論文参考訳（メタデータ） (2023-05-24T15:52:08Z)
Dissecting adaptive methods in GANs [46.90376306847234]
我々は、適応的手法がGAN(Generative Adversarial Network)の訓練にどう役立つかを検討する。我々は,Adam更新の程度とSGDの正規化方向の更新ルールを考慮し,Adamの適応度がGANトレーニングの鍵であることを実証的に示す。この設定では、nSGDAで訓練されたGANが真の分布のすべてのモードを回復するのに対し、SGDA(および学習率構成)で訓練された同じネットワークはモード崩壊に悩まされていることを証明している。
論文参考訳（メタデータ） (2022-10-09T19:00:07Z)
Biologically Plausible Training Mechanisms for Self-Supervised Learning in Deep Networks [14.685237010856953]
我々は,深層ネットワークにおける自己教師付き学習(SSL)のための生物学的に妥当なトレーニング機構を開発する。バックパゲーションの2つの選択肢のうちの1つを用いて学習を行うことができることを示す。
論文参考訳（メタデータ） (2021-09-30T12:56:57Z)
GradInit: Learning to Initialize Neural Networks for Stable and Efficient Training [59.160154997555956]
ニューラルネットワークを初期化するための自動化およびアーキテクチャ手法であるgradinitを提案する。各ネットワーク層の分散は、SGDまたはAdamの単一ステップが最小の損失値をもたらすように調整される。また、学習率のウォームアップを伴わずに、オリジナルのPost-LN Transformerを機械翻訳用にトレーニングすることもできる。
論文参考訳（メタデータ） (2021-02-16T11:45:35Z)
Attentional-Biased Stochastic Gradient Descent [74.49926199036481]
深層学習におけるデータ不均衡やラベルノイズ問題に対処するための証明可能な手法(ABSGD)を提案する。

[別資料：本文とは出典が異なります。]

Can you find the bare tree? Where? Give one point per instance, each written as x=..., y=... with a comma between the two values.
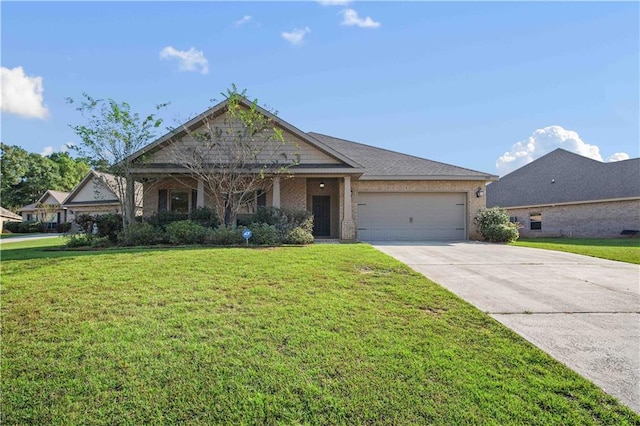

本手法は運動量SGDの簡易な修正であり,各試料に個別の重み付けを行う。 ABSGDは追加コストなしで他の堅牢な損失と組み合わせられるほど柔軟である。
論文参考訳（メタデータ） (2020-12-13T03:41:52Z)
MaxVA: Fast Adaptation of Step Sizes by Maximizing Observed Variance of Gradients [112.00379151834242]
本稿では,Adamにおける2乗勾配のランニング平均を重み付き平均に置き換える適応学習率の原理を提案する。これにより、より高速な適応が可能となり、より望ましい経験的収束挙動がもたらされる。
論文参考訳（メタデータ） (2020-06-21T21:47:43Z)
AdamP: Slowing Down the Slowdown for Momentum Optimizers on Scale-invariant Weights [53.8489656709356]
正規化技術は現代の深層学習の恩恵である。しかし、運動量を導入することで、スケール不変の重みに対する効果的なステップサイズが急速に小さくなることがしばしば見過ごされる。本稿では,この2つの材料の組み合わせが,有効ステップサイズと準最適モデル性能の早期劣化につながることを検証した。
論文参考訳（メタデータ） (2020-06-15T08:35:15Z)

関連論文リストは本サイト内にある論文のタイトル・アブストラクトから自動的に作成しています。

指定された論文の情報です。
本サイトの運営者は本サイト（すべての情報・翻訳含む）の品質を保証せず、本サイト（すべての情報・翻訳含む）を使用して発生したあらゆる結果について一切の責任を負いません。